Je me délecte de tes récits. Et des photos. Merci de nous faire partager tes vacances ! Et pour le bronzage il nous reste toujours la possibilité des cabines d’UV qui prolifèrent à Paris.

4. Le lundi 6 mars 2006, 09:30 par Anne

T’es vraiment sûre pour les couleurs ??!! Parce que là d’un coup j’ai une impression de monochrome en regardant par la fenêtre…

5. Le lundi 6 mars 2006, 10:16 par akynou/racontars

Anne, j’ai eu la même en arrivant à Paris. C’est assez classique après un voyage en Guadeloupe :-) c’est pour cela que je précise parce que je voudrais pas qu’on m’accuse de me vanter et de saturer mes photos exeprès ;-)

6. Le lundi 6 mars 2006, 10:17 par akynou/racontars

Alice : je vais essayer d’en retrouver un. Parce que le hic, c’est que j’ai perdu la petite boite où je les avais tous mis ainsi que celle où était la dent de Garance :-(

7. Le lundi 6 mars 2006, 11:01 par Leeloolene

Je ne vois pas non plus à quoi ça ressemble :s
Tu peux les décrire ?? car dans mes tonnes de coquillages j’en ai sûrement si tu ne retrouves pas les tiens !!

8. Le lundi 6 mars 2006, 11:05 par Leeloolene

Ok… je viens de voir sur google image ce que c’est !! Effectivement j’en ai ramassé beaucoup des coquillages comme ça… (à Port Louis ;)) et ils m’ont toujours fascinée !! Merci de m’en avoir donné le nom…
Je ne savais jamais si c’était des coquillages « naissants » qui n’avaient pas fini de se transformer en escargot ou non :)
Si tu as besoin de photos je t’en envoie une ce midi :)

9. Le lundi 6 mars 2006, 11:23 par Leeloolene

Je savais bien en les ramassant que ces coquillages n’étaient pas tout à fait comme les autres !!! :)
Je vais te raconter un truc bizarre… mais finalement avec la légende je vois dans mon geste un explication possible :)
En novembre, pendant mon avant-dernier séjour, j’avais passé environ une heure ou deux dans le lagon (la partie avant de passer la caille à Port Louis). J’avais du ramasser une vingtaine d’oeil de Sainte Lucie qui trainaît dans les 30cm d’eau… Je les ai ramenés sur la plage. Puis je les ai regardé… Et je les trouvais tellement mystérieux et mystiques… que je suis retournée à l’eau… et je les ai tous « rendu aux poissons » !! Il me faisait un effet bizarre ces coquillages :) !! (bon d’accord… c’est irrationnel… mais… voilà…)
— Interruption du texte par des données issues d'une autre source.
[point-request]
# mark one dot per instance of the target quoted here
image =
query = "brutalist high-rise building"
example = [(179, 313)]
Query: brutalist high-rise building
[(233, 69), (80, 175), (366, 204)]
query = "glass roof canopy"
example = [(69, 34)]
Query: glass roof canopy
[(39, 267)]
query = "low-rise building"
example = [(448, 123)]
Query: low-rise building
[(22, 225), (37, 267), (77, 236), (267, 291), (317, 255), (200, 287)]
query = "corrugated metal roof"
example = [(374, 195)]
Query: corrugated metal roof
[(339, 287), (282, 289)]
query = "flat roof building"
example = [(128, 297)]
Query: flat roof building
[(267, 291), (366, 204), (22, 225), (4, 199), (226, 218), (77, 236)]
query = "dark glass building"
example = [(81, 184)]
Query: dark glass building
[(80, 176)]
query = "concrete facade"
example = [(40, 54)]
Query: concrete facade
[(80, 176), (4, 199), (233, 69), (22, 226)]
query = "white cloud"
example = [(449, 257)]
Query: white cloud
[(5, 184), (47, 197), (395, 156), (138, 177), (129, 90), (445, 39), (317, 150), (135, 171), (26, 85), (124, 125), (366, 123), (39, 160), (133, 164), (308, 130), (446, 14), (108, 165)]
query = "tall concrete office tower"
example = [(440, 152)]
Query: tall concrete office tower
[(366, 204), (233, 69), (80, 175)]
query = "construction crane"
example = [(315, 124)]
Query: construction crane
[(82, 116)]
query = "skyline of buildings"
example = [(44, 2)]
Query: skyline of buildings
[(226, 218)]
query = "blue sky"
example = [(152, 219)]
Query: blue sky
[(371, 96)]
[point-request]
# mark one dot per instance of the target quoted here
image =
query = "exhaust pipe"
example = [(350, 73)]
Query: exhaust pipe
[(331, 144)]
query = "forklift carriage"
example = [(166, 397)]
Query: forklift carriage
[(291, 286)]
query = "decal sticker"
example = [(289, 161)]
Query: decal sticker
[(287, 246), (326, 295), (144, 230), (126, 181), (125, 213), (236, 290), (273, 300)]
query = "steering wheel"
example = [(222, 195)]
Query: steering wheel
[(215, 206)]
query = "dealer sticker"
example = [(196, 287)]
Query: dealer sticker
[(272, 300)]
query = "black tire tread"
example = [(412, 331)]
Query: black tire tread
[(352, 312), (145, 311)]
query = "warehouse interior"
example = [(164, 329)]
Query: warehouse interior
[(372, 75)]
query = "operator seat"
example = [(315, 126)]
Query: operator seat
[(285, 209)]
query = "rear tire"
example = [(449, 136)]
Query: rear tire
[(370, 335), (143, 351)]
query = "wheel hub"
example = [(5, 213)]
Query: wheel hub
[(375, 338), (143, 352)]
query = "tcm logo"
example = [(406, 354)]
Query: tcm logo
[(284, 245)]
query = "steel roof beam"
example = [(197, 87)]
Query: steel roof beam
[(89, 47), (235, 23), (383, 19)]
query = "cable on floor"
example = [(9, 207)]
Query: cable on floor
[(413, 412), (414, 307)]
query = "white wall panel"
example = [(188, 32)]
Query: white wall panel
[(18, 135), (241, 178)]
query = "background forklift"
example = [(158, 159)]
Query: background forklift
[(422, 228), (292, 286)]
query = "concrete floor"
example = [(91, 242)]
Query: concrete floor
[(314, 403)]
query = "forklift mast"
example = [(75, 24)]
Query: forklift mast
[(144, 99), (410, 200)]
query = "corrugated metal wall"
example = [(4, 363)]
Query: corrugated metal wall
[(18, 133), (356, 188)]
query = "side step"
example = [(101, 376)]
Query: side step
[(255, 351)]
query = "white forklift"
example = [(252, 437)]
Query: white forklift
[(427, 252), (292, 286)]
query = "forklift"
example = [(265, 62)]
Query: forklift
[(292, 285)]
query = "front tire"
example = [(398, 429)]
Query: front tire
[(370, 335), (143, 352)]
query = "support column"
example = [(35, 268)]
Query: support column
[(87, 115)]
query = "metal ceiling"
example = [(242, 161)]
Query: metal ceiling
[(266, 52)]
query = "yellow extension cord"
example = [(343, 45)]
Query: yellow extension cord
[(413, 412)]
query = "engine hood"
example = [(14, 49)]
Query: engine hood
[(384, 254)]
« C’est au IVème siècle que naquit la légende de Ste Lucie.
Lucia, une jeune fille de la noblesse Syracuse à force de prières répétées à la Vierge Marie, obtint la guérison miraculeuse de sa mère atteinte d’une maladie incurable .

Vouant un culte et une dévotion sans limites à la vierge, Lucia s’arracha les yeux et les jeta à la mer pour ne pas être détournée de sa foi et éloigner ses prétendants.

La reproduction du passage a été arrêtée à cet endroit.